Rationale for selected design points 

Use of container-like operations instead of regions in InstanceOp 

This dialect defines the OperatorLibraryOp and DependenceGraphOp to serve exclusively as the first and second operation in an InstanceOp’s region. The alternative of using two regions on the InstanceOp is not applicable, because the InstanceOp then needs to provide a symbol table, but the upstream SymbolTable trait enforces single-region ops.
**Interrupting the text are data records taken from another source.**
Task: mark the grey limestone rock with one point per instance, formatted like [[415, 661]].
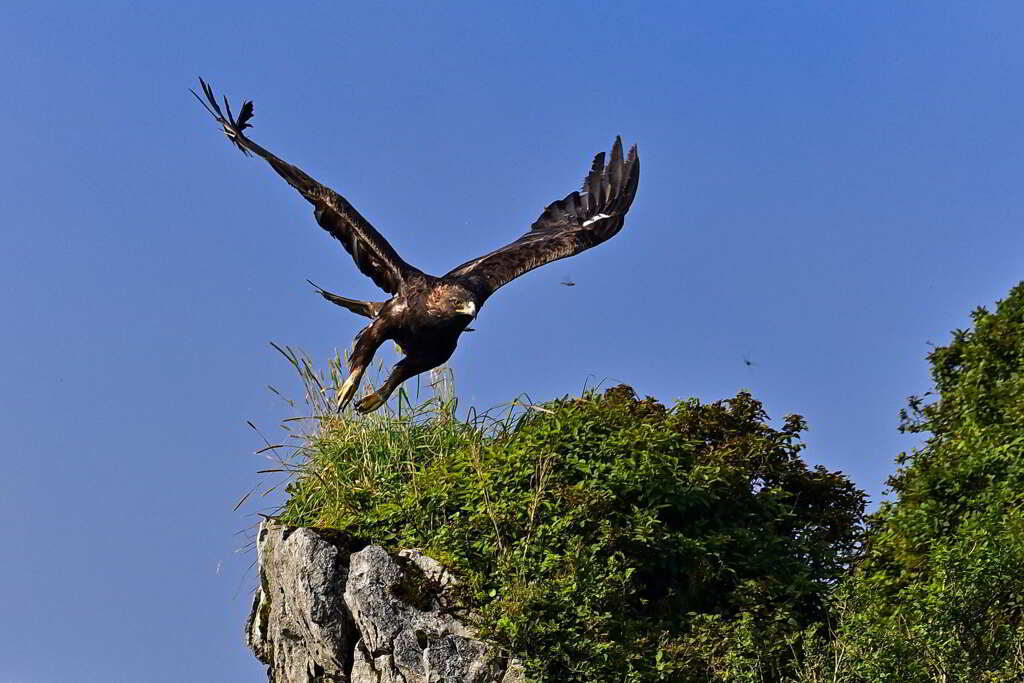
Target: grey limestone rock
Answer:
[[325, 613], [298, 625]]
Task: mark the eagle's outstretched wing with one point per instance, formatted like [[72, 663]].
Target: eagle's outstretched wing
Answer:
[[580, 221], [373, 255]]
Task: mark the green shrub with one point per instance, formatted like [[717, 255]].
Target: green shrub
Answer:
[[940, 593], [604, 538]]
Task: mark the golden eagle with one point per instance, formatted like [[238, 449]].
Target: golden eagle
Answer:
[[426, 314]]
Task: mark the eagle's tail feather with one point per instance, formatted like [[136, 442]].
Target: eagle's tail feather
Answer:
[[369, 308]]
Lastly, we also considered using a single graph region to hold both OperatorTypeOps and OperationOps, but discarded that design because it cannot be safely roundtripped via a circt::scheduling::Problem (internally, registered operator types and operations are separate lists).

Use of SSA operands and symbol references to encode dependences 

This is required to faithfully reproduce the internal modeling in the scheduling infrastructure, which distinguishes def-use (result to operand, tied to MLIR SSA graph) and auxiliary (op to op, stored explicitly) dependences ( example). To represent the former, the OperationOp produces an arbitrary number of NoneType-typed results, and accepts an arbitrary number of operands, thus spanning a def-use graph. Auxiliary dependences are encoded as symbol uses, which reference the name of the dependence’s source OperationOp. Modeling these dependences with symbols rather than SSA operands is a necessity because the scheduling infrastructure implicitly considers all def-use edges between registered operations. Hence, auxiliary dependences, hypothetically encoded as SSA operands, would be counted twice.
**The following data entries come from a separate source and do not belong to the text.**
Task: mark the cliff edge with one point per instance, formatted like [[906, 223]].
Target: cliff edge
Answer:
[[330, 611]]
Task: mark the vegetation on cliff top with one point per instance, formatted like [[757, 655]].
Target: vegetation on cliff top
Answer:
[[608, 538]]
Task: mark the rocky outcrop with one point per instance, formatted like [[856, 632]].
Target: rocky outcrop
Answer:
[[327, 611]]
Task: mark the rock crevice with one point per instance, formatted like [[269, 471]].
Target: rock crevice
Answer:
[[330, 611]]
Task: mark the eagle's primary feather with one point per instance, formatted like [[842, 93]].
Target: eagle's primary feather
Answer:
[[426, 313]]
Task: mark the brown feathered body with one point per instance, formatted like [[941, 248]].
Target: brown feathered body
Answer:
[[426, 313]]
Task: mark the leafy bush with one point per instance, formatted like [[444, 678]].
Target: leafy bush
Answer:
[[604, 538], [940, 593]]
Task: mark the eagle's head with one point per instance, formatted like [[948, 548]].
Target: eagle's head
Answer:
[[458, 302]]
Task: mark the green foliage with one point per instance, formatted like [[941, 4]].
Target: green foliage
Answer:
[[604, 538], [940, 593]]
No attribute interface for scheduling properties 

Properties are represented by dialect attributes inheriting from the base classes in PropertyBase.td, which include extraClassDeclarations for setInProblem(...) and getFromProblem(...) methods that directly interact with the C++ problem class. In order to get/set a certain property, a reference to the concrete class is required, e.g.: a CyclicProblem & if we want to set a dependence’s distance property.

A more obvious design would be to make these methods part of an attribute interface. However, then the methods could only accept a Problem &, which cannot be statically downcasted to the concrete class due to the use of virtual multiple inheritance in the problem class hierarchy. If the inheritance model were to change in the scheduling infrastructure, the use of attribute interfaces should be reconsidered.

Import/export 

The circt/Dialect/SSP/Utilities.h header defines methods to convert between ssp.InstanceOps and circt::scheduling::Problem instances. These utilities use template parameters for the problem class and the property attribute classes, allowing client code to load/save an instance of a certain problem class with the given properties (but ignoring others). Incompatible properties (e.g. distance on a base Problem, or initiationInterval on an operation) will be caught at compile time as errors in the template instantiation. Note that convenience versions that simply load/save all properties known in the given problem class are provided as well.

Extensibility 

A key feature of the scheduling infrastructure is its extensibility. New problem definitions in out-of-tree projects have to define attributes inheriting from the property base classes in one of their own dialects. Due to the heavy use of templates in the import/export utilities, these additional attributes are supported uniformly alongside the built-in property attributes. The only difference is that the SSP dialect provides short-form pretty printing for its own properties, whereas externally-defined properties fall back to the generic dialect attribute syntax.